Though the prayers didn’t stop, the hopes started dying. Their relatives kept on telling them that their son was dead, though still so painful, it was a bit less terrifying than accepting the truth that their son was alive but not in their contact. But that father’s heart still refused to believe this, he still tried and tried, tried his whole life, tried till he grew old, till his last day, till the day when his younger brother lifted his body instead of his son. His son, who used to look outside with eager eyes all the time in the hope that someone will come to rescue him, who had tried running away from there several times, also lost everything now.
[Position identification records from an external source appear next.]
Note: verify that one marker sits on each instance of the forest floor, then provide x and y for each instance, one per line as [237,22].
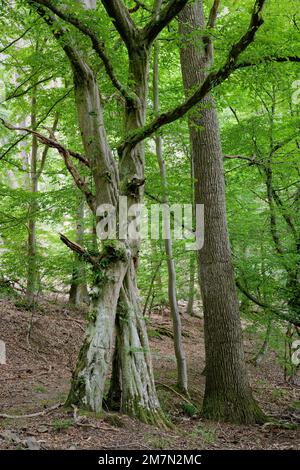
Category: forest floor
[37,374]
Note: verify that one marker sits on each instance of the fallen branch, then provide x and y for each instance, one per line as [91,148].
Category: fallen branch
[160,384]
[32,415]
[78,249]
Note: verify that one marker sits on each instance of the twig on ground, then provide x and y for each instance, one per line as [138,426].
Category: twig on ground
[33,415]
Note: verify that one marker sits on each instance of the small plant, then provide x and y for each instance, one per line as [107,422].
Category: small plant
[160,443]
[62,424]
[278,393]
[189,409]
[208,435]
[40,389]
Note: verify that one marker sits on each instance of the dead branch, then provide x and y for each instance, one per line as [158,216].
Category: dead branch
[33,415]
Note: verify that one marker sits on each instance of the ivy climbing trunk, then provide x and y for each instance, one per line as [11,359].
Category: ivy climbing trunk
[115,307]
[228,395]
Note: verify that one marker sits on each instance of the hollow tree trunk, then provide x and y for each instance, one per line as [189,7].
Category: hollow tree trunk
[228,395]
[78,291]
[138,394]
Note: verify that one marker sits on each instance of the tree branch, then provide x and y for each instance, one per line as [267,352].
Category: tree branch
[279,59]
[97,44]
[212,80]
[80,183]
[284,316]
[158,23]
[207,40]
[122,20]
[15,40]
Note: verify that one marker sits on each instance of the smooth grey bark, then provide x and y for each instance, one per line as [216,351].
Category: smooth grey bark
[191,293]
[228,395]
[182,376]
[260,356]
[32,273]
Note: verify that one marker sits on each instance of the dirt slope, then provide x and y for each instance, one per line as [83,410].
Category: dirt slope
[38,370]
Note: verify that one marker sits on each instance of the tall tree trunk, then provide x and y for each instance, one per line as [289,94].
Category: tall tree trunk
[228,395]
[32,274]
[182,376]
[115,292]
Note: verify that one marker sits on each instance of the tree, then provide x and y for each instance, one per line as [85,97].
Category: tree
[228,394]
[115,309]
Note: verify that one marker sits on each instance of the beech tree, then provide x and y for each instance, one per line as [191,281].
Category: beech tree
[115,318]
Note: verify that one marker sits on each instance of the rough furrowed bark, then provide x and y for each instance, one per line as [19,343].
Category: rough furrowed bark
[228,395]
[139,396]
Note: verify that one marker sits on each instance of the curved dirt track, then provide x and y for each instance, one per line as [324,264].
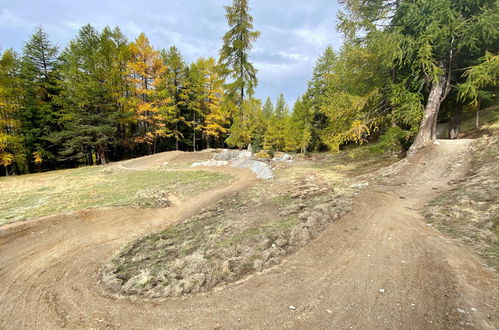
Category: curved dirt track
[49,269]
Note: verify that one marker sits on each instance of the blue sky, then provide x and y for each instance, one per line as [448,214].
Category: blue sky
[293,32]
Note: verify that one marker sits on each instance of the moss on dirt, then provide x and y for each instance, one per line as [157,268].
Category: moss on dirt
[35,195]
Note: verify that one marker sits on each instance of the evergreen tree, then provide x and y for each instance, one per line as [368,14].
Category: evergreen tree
[239,71]
[90,114]
[11,147]
[268,108]
[146,70]
[176,85]
[432,41]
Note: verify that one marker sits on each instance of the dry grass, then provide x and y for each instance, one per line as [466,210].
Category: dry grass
[35,195]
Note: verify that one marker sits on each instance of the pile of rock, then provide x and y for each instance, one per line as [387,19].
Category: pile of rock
[211,162]
[239,159]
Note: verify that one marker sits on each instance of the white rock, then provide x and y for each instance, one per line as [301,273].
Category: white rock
[360,185]
[261,169]
[211,163]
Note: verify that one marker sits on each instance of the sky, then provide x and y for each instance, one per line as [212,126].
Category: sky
[293,32]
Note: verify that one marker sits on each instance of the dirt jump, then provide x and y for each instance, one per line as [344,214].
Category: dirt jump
[379,267]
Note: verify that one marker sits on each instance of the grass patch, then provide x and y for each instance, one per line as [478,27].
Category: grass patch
[35,195]
[470,211]
[243,233]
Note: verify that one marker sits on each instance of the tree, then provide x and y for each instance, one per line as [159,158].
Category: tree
[39,116]
[146,70]
[176,85]
[298,132]
[234,53]
[234,58]
[216,120]
[432,39]
[275,134]
[315,96]
[89,108]
[11,149]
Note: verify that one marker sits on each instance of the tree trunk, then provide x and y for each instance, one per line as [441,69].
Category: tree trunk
[102,155]
[426,134]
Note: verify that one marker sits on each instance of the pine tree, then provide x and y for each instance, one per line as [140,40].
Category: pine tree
[11,147]
[146,70]
[39,116]
[89,109]
[176,85]
[238,70]
[268,108]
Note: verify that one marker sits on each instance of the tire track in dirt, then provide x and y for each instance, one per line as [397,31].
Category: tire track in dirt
[334,281]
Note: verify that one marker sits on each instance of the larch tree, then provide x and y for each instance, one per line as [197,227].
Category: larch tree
[11,148]
[216,121]
[146,72]
[39,115]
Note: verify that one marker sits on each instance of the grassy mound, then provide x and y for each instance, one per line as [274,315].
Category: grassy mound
[470,211]
[245,232]
[35,195]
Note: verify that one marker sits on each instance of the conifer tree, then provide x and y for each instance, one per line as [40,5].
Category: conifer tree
[176,85]
[146,70]
[11,148]
[238,70]
[217,118]
[89,109]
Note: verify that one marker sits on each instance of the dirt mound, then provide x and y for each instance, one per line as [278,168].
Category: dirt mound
[245,233]
[470,210]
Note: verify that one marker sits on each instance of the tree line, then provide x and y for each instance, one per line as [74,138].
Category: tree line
[403,66]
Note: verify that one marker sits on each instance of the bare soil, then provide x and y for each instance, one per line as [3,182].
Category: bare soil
[378,267]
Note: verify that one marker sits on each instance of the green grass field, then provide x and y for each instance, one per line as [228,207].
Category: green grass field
[35,195]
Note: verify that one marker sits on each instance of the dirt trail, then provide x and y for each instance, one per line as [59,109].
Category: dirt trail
[49,272]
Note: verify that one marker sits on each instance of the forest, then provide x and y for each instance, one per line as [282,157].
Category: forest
[404,66]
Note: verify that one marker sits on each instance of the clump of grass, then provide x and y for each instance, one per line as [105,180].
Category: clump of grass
[243,233]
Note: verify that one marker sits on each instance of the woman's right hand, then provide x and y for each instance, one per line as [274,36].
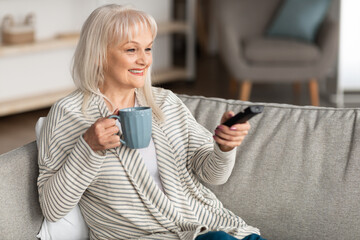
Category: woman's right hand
[102,135]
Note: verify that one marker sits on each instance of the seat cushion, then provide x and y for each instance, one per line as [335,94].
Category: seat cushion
[279,51]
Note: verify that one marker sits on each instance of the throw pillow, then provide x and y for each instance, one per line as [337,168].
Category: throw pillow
[299,19]
[70,227]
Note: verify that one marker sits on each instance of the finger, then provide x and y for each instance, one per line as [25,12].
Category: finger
[116,112]
[107,122]
[241,127]
[111,131]
[235,130]
[227,115]
[227,143]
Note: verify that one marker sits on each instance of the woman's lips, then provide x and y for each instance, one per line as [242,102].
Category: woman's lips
[138,72]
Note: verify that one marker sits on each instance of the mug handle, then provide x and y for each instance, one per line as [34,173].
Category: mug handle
[118,118]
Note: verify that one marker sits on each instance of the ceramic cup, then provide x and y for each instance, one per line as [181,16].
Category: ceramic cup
[136,125]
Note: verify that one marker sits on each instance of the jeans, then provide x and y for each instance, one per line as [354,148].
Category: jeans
[220,235]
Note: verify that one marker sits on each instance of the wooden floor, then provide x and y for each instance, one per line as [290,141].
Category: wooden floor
[212,80]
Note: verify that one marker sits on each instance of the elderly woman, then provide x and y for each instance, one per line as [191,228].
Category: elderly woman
[123,193]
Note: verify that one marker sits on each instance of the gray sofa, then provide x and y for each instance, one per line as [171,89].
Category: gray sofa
[297,174]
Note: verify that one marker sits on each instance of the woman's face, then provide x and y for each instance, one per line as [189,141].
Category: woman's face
[128,62]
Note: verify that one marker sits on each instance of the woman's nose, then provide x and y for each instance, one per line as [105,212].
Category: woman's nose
[142,58]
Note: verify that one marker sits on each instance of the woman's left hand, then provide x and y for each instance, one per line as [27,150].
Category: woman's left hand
[230,137]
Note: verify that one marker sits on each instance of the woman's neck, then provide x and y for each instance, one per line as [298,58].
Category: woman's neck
[118,98]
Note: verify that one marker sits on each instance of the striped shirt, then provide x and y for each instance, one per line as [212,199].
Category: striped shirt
[116,194]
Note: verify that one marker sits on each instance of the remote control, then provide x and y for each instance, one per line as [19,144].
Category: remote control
[245,115]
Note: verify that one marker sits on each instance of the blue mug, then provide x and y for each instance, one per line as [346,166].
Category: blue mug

The son who wanted to make his father proud of his achievements, who wanted his dad to pat on his back when he would come out as an army officer, didn’t even come to know about his father’s death.


It had been more than ten years now since he was living there now, but still his heart was there in his previous life. He now looked just like those terrorists who he used to see in the movies with handcuffs and dirty teeth, but still his heart throbbed whenever he shot someone dead. His food, clothing, everything changed and to some extent his mentality also started becoming like those terrorists but still if someone there would care to ask him what was there in his heart, what did he want, the only answer would be “Return back home”. His life had totally changed. He had to move to places along with his own kidnappers, escaping the police. He had grown, grown old enough to understand that he had to spend his whole life there now because they won’t let him go and even if he manages to run away, the outside world won’t accept a murderer, a terrorist!!